Nel caso al vaglio il fatto storico rilevante ai fini del decidere costituito dalla situazione generale del ***** – è stato preso in considerazione da parte del Tribunale, che, sulla base delle informazioni attinte dalle raccomandazioni del Ministero degli esteri, ha dato conto di come gli attacchi terroristici verificatisi in ***** fossero stati diretti contro edifici governativi e militari situati nella capitale del paese e nelle altre principali città, con ciò implicitamente escludendo che nella regione di provenienza del richiedente fosse presente uno stato di violenza generalizzata suscettibile di integrare il danno grave di cui al D.Lgs. n. 251 del 2007, art. 14, lett. c). Trattasi, quindi, di accertamento in fatto non sindacabile in questa sede sotto il profilo dedotto.
2. Con il secondo motivo il ricorrente deduce la violazione del D.P.R. n. 115 del 2002, art. 74, comma 2 e art. 136, comma 2: il Tribunale avrebbe disposto la revoca dell’ammissione al patrocinio a spese dello Stato a motivo dell’insussistenza originaria dei presupposti per l’ammissione, benchè tale revoca potesse essere ordinata soltanto a seguito dell’accertamento della sussistenza di dolo o colpa grave in capo alla parte, condizioni che nel caso di specie non potevano essere ravvisate quanto meno tenuto conto della situazione interna del *****.
Il motivo è inammissibile.
Il Tribunale ha proceduto alla revoca dell’ammissione al patrocinio a spese dello Stato direttamente all’interno del decreto impugnato e in uno con la decisione sul merito della controversia, piuttosto che con separato decreto ai sensi del D.P.R. n. 115 del 2002, art. 136, comma 2; il che tuttavia non comporta mutamenti nel relativo regime impugnatorio, che resta quello, ordinario e generale, dell’opposizione prevista dall’art. 170 stesso D.P.R., dovendosi escludere che la pronuncia sulla revoca, in quanto adottata con il decreto che definisce il merito, sia, per ciò solo, impugnabile immediatamente con il ricorso per cassazione, rimedio previsto solo per l’ipotesi contemplata dall’art. 113 testo unico in parola (Sez. 1 -, n. 32028 del 11/12/2018, Rv. 651900; Sez. 3 -, n. 3028 del 08/02/2018, Rv. 647941; Sez. 2 -, n. 29228 del 06/12/2017, Rv. 646597).

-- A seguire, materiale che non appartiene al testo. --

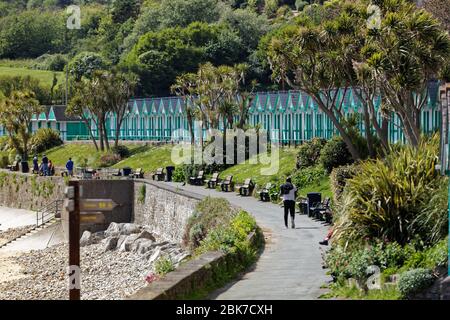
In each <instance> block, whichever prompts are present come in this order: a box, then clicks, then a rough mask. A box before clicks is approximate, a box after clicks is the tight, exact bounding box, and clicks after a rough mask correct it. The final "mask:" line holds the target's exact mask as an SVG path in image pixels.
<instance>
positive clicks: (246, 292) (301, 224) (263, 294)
mask: <svg viewBox="0 0 450 320" xmlns="http://www.w3.org/2000/svg"><path fill="white" fill-rule="evenodd" d="M165 184H169V185H172V186H176V187H178V188H181V189H183V190H185V191H188V192H193V193H196V194H198V195H201V196H203V197H205V196H213V197H222V198H225V199H227V200H228V201H230V203H231V204H233V205H236V206H239V207H241V208H243V209H244V210H246V211H248V212H249V213H251V214H252V215H253V216H254V217H255V218H256V220H257V223H258V225H259V226H260V227H261V228H263V229H264V231H265V233H267V231H269V232H270V237H271V239H270V241H269V243H268V244H266V248H265V250H264V252H263V254H262V255H261V257H260V259H259V260H258V262H257V263H256V265H255V266H254V269H253V270H251V271H249V272H247V273H246V274H245V275H244V276H243V277H242V279H240V280H238V281H236V282H234V283H231V284H229V285H228V286H226V287H225V288H222V289H220V290H218V291H217V292H214V293H213V294H212V295H211V298H212V299H219V300H228V299H236V300H244V299H251V300H253V299H268V300H269V299H273V300H280V299H289V300H292V299H304V300H312V299H317V298H318V297H319V296H320V295H322V294H324V293H325V292H326V290H324V289H321V288H320V287H321V286H322V285H323V284H326V283H328V282H329V281H331V277H330V276H327V275H326V270H324V269H322V252H323V249H324V248H323V247H321V246H320V245H319V241H321V240H323V238H324V237H325V235H326V234H327V231H328V228H329V227H328V226H326V225H323V224H322V223H319V222H317V221H314V220H311V219H310V218H308V217H307V216H305V215H296V218H295V223H296V227H297V228H296V229H286V228H285V226H284V221H283V208H281V207H280V206H279V205H276V204H272V203H267V202H261V201H258V200H257V199H255V198H253V197H241V196H238V195H237V194H236V193H234V192H218V191H216V190H211V189H206V188H204V187H200V186H191V185H186V186H182V185H181V184H180V183H165Z"/></svg>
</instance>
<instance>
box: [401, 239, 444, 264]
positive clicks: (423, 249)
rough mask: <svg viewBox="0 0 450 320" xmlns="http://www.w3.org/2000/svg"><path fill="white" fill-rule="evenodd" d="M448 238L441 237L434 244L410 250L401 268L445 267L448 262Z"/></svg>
mask: <svg viewBox="0 0 450 320" xmlns="http://www.w3.org/2000/svg"><path fill="white" fill-rule="evenodd" d="M447 239H448V238H446V239H442V240H441V241H439V242H438V243H436V244H435V245H434V246H431V247H427V248H419V249H418V250H416V251H411V252H410V254H409V256H408V258H407V260H406V261H405V263H404V265H403V267H402V268H401V269H402V270H410V269H416V268H426V269H431V270H435V269H437V268H439V267H446V266H447V263H448V240H447Z"/></svg>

3. Il ricorso va, pertanto, dichiarato inammissibile. Segue la condanna del ricorrente, siccome soccombente, al pagamento delle spese processuali in favore del controricorrente, liquidate in Euro 2.100, oltre SPAD. Il doppio contributo di cui al D.P.R. 30 maggio 2002, n. 115, art. 13, comma 1 quater dovrà essere versato ove ne sussistano i presupposti, secondo quanto chiarito dalla sentenza Sez. 1 n. 9660/2019, cui si intende prestare adesione.
P.Q.M.
Dichiara inammissibile il ricorso. Condanna il ricorrente al pagamento, in favore della controricorrente, delle spese del giudizio di legittimità, che liquida in Euro 2.100,00 oltre alle spese prenotate a debito.
Così deciso in Roma, il 7 febbraio 2020.